In modern business computing, ransomware is a significant looming threat. It can adversely affect many businesses and industries. Ransomware attacks are on the rise and attackers are getting bolder. With recent attacks on police departments, hospitals, attorney generals’ offices, infrastructure, and other companies, it should come as no surprise that things are getting worse. Ransomware is dangerous—and potentially life-threatening in the case of hospitals/medical facilities being compromised—and should never be taken lightly. The key to prevention, safeguarding, and recovery from ransomware attacks is knowledge and understanding. Knowing what you’re up against will provide a solid basis for resolving and mitigating ransomware threats. In this article,we’ll take a look at ransomware and the various methods attackers may use when attempting to infect a system with malware.
What is Ransomware?
Ransomware is something you’ve likely heard about in the news or online. Perhaps you’ve been affected by it at some point. Even so, you’ve probably asked yourself, “what is ransomware, anyway?” Ransomware is a type of malware that encrypts the data on your computer, then holds the decryption code/key until they’re paid some form of a ransom. Oddly enough, email and drive-by downloads are still the most common ways a malware payload infects a system.
Hackers want your money and they’ll use ransomware attacks to obtain it. Ransomware is especially dangerous because it can essentially eliminate data recovery options. The best method for recovery from an attack is to create back-ups of important files. That way, if the attack is successful, you can recover your files. Businesses can choose to pay the ransom to recover their files, but sometimes the attacker’s will take the money without releasing the decryption key. Ransomware attacks can be prevented through a few common sense solutions, like avoiding the downloading of malicious scripts and/or files. Funning anti-malware software can also help. Backing up data to the cloud (which is better insulated against attacks) can also be effective in ensuring your data is secured in the event of an attack. In the end, being proactive rather than reactive can better attenuate issues related to ransomware attacks despite the absence of full-proof preventative measures.
Symmetric encryption uses a single key for both encrypting and decrypting files.
In banking, symmetric encryption is fast and efficient means of encrypting files using a mix of block and stream algorithms to scramble data into a form that can’t be understood without the right key. A single decryption key reverses those algorithms, rendering the data readable. In a ransomware attack, the same principles apply—only for the purpose of messing up the victim’s files. When a ransomware attack hits a system using this method, the key is actually stored somewhere on the local system in most cases. If that’s the case, it’s easier for specialists to rescue and decrypt the data without the need to pay the ransom. In the past few years, a defunct ransomware called TeslaCrypt—once spread through an Adobe Flash exploit—used symmetric encryption to attack its victims. The master decryption key was released in 2016, effectively eliminating the malware.
Client-side Asymmetric Encryption
This form of asymmetric encryption is very different from symmetric encryption. First, it uses a public key (typically a set of cryptographic algorithms known as an RSA key) for the data encryption. The attacker creates a private key for the decryption. It’s a bit slower than other encryption methods and the computer may go offline before the attacker completes the encryption. If that happens, the attacker won’t be able to send the private key to their own server and demand the ransom. Larger files take longer to encrypt as well, rendering client-side asymmetric encryption more difficult for attackers to perform.

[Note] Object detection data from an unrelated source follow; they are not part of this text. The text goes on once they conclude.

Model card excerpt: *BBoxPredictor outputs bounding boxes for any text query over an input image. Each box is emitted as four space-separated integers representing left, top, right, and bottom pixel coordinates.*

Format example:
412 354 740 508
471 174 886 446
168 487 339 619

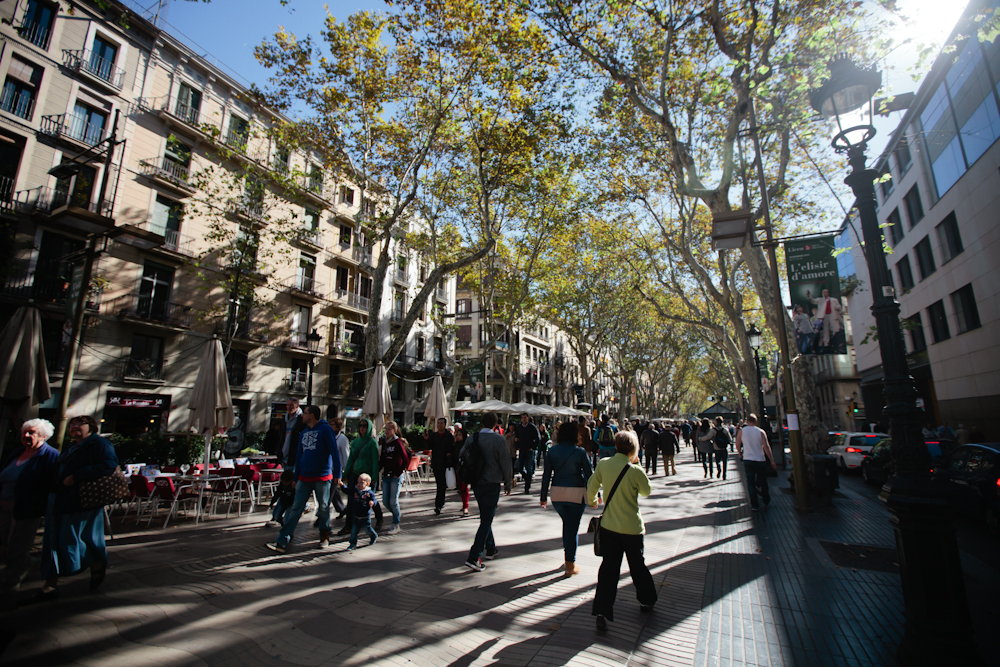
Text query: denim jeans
469 482 500 563
350 517 378 547
382 475 400 524
552 502 586 563
590 528 656 621
278 480 332 547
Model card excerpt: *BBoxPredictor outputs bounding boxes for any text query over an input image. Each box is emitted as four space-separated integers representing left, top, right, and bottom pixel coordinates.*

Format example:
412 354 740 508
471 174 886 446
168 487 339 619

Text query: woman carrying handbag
587 431 656 632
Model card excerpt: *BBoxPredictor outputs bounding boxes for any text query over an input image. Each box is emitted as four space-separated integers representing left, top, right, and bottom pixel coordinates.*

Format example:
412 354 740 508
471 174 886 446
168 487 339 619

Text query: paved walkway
0 450 984 667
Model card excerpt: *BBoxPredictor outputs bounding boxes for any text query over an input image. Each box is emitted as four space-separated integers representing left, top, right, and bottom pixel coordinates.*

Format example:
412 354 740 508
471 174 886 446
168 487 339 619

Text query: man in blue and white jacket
266 405 341 554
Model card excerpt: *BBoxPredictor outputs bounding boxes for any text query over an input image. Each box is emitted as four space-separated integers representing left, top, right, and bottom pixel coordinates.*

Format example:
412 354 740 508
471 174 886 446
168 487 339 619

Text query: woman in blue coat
38 416 118 600
0 419 59 592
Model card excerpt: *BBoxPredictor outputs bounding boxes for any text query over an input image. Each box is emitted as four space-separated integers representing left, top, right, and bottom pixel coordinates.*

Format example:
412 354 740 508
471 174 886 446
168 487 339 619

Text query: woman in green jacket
587 431 656 632
337 417 382 535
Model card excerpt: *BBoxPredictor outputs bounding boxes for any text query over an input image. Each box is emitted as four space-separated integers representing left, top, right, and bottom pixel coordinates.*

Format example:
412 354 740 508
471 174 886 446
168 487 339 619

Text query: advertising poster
785 234 847 354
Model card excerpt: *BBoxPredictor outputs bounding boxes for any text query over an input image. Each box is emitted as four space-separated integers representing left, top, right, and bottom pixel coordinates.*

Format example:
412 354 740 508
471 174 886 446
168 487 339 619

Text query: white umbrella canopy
361 362 392 435
424 375 448 428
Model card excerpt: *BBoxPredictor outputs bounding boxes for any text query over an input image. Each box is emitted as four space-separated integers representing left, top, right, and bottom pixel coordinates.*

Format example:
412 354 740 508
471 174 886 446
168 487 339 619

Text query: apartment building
0 0 454 433
851 0 1000 440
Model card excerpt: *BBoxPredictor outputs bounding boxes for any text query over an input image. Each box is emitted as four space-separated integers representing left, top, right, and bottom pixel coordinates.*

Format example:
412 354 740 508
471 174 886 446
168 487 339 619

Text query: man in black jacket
427 417 456 514
514 412 542 493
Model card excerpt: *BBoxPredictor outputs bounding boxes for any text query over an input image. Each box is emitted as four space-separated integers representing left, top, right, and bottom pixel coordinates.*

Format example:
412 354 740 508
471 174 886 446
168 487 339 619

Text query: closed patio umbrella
361 362 392 436
0 306 51 448
188 338 235 523
424 374 448 429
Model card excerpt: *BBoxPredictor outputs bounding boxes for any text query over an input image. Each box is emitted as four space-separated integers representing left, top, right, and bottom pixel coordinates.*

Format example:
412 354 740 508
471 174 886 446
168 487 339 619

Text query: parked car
861 438 956 485
933 442 1000 533
826 431 889 472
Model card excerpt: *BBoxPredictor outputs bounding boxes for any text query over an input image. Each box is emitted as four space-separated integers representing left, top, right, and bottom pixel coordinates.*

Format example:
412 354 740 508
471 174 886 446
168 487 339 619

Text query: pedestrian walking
736 413 778 512
695 418 715 478
639 424 666 475
0 419 59 593
541 422 593 577
426 417 455 514
460 412 514 572
514 412 542 493
587 431 657 632
265 405 340 554
36 415 118 600
653 426 680 476
337 417 382 535
347 473 378 551
379 422 410 535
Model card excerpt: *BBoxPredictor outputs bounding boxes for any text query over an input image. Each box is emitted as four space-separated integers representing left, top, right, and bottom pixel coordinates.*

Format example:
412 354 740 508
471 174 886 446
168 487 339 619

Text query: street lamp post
809 56 981 665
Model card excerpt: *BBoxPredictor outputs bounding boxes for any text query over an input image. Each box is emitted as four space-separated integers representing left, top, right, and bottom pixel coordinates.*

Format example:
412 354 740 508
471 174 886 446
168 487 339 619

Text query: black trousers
434 468 448 509
590 528 656 621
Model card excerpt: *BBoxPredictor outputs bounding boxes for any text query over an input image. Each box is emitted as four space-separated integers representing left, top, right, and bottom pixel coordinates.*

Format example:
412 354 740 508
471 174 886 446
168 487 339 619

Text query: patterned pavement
0 450 984 667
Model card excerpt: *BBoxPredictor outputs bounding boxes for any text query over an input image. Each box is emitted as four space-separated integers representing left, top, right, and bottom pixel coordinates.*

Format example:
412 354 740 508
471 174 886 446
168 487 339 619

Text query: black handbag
587 463 632 556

Server-Side Asymmetric Encryption
Server-side asymmetric encryption takes a different approach than its client-side counterpart.
In a real-world scenario, server-side asymmetric encryption typically involves encrypting data at the destination by the application where it’s received. Decryption occurs at the time of access. Amazon employs this encryption method with its Amazon Simple Storage Service. But much like it’s client-side counterpart, it’s also used as an attack method in ransomware attacks. In this ransomware attack scenario, the encryption happens when a computer comes online. An attacker will generate a pair of public and private keys, and use the public key to encrypt the victims files. If the ransom gets paid, the attacker should transfer the private decryption key over to you. During the transfer, the private key can be intercepted by your team. It can then be shared with others to render the ransomware ineffective in the future. While that’s a small comfort and a slim chance to stop the attack, it can still wreak plenty of havoc before the opportunity comes up.
Hybrid encryption is a more powerful form of ransomware. In hybrid attacks, software makes two sets of keys and employs a chain of encryption. It’s like the ransomware version of applying the knowledge earned with a college degree to the final exams. It begins by using symmetric keys to encrypt files. Then, software creates two pairs of keys: one for the client-side and one for the server-side. The client-side public keys encrypt the symmetric files while the server-side public key encrypts the client-side key. That key goes to the hacker. Everything has to work together as a chain to decrypt once the ransom is paid. This is a particularly devious ransomware method and can cause all sorts of problems if your system becomes infected.